Electricity generation and microbial community of single-chamber microbial fuel cells in response to Cu2O nanoparticles/reduced graphene oxide as cathode catalyst

Abstract

Metal oxides supported on carbonaceous substrates hold a wide application prospect in replace of Pt-based cathode catalyst for improving performance of microbial fuel cells (MFCs) due to their low cost, abundant storage and excellent oxygen reduction reaction (ORR) catalytic activity. However, there is little information available on Cu2O nanoparticles/reduced graphene oxide (Cu2O/rGO) as cathode catalyst of MFCs and its effect on the electricity generation and microbial community. In this work, the output voltage, coulombic efficiency and microbial community in a single-chamber MFC with Cu2O/rGO cathode catalyst were investigated comparing with commercial Pt/C. The results indicated that the MFC with Cu2O/rGO cathode catalyst produced higher output voltage (0.223 V) and coulombic efficiency (92.5%) comparing with commercial Pt/C (0.206 V, 90.3%).
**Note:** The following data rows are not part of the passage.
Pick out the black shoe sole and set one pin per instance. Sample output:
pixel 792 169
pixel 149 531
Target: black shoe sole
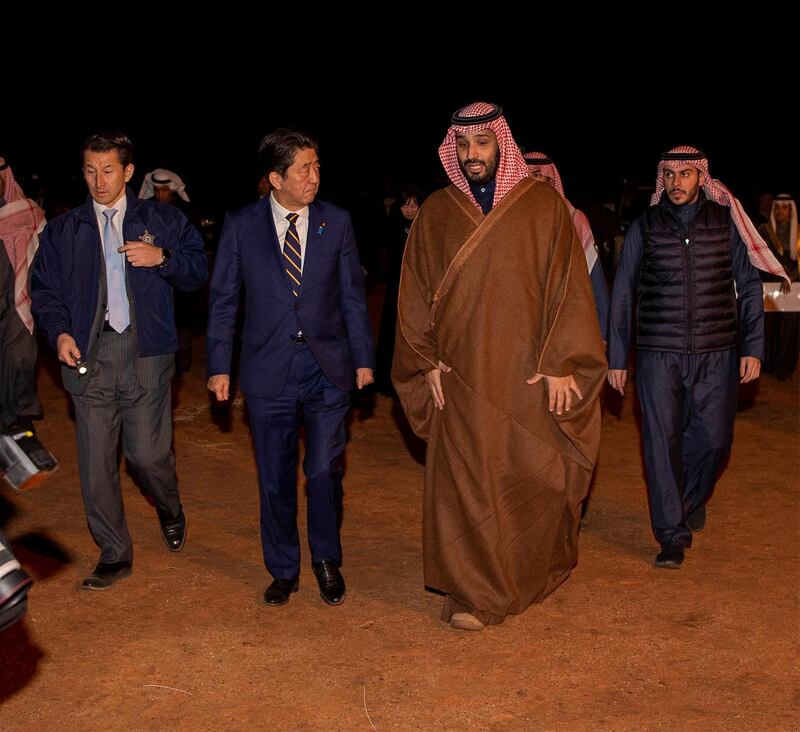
pixel 331 602
pixel 281 604
pixel 185 534
pixel 121 576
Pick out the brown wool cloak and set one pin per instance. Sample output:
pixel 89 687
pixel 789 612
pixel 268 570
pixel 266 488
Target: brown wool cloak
pixel 499 298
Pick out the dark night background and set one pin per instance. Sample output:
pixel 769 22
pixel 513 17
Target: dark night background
pixel 381 121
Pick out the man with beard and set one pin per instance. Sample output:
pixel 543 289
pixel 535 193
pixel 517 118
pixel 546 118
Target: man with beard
pixel 498 365
pixel 688 266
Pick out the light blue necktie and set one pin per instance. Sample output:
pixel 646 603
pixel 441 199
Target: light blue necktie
pixel 119 316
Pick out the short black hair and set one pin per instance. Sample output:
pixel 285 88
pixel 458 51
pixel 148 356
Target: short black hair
pixel 278 148
pixel 105 141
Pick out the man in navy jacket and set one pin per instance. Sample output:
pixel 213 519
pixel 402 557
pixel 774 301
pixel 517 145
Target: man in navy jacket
pixel 687 267
pixel 102 289
pixel 306 341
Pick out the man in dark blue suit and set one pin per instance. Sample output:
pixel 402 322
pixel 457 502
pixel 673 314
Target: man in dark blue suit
pixel 102 289
pixel 306 341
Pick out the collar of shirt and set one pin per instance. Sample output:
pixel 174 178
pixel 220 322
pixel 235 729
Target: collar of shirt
pixel 279 214
pixel 121 205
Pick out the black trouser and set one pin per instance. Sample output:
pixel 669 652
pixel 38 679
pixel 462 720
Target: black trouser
pixel 688 408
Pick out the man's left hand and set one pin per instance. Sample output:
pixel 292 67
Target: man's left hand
pixel 560 389
pixel 142 254
pixel 749 369
pixel 363 377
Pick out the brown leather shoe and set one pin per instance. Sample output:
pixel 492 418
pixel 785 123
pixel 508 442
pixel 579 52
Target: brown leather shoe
pixel 465 621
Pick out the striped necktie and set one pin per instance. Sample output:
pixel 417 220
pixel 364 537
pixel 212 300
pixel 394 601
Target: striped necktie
pixel 291 253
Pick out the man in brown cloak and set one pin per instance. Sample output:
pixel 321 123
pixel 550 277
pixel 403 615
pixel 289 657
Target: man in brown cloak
pixel 498 365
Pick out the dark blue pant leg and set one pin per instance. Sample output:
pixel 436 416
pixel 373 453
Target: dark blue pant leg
pixel 660 379
pixel 274 423
pixel 708 436
pixel 324 410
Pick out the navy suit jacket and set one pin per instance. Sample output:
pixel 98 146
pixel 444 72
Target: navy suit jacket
pixel 66 280
pixel 330 309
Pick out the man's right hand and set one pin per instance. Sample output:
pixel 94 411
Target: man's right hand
pixel 617 379
pixel 220 384
pixel 434 381
pixel 67 349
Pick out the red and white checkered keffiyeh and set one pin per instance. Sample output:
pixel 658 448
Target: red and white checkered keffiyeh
pixel 511 169
pixel 758 251
pixel 542 163
pixel 21 220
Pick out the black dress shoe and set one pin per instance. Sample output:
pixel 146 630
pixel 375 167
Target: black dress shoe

Besides, Cu2O/rGO cathode catalyst possessed excellent ORR catalytic activity and promoted O2 diffusion to cathode surface. Interestingly, the most relative abundance of known electrogenic microorganisms Geobacter in anode biofilm of MFC with Cu2O/rGO cathode catalyst (49.28%) was higher than that with commercial Pt/C (32.33%). The microbial abundance and diversity in cathode biofilm of MFC with Cu2O/rGO catalyst were obviously lower than those with commercial Pt/C due to the antibacterial property of Cu2O/rGO, which could expose more catalytic active sites on cathode and further improve electricity generation performance of MFCs. These results have provided insights into the potential application of Cu2O/rGO as a high catalytic active and antibacterial cathode catalyst to replace commercial Pt/C for electricity generation.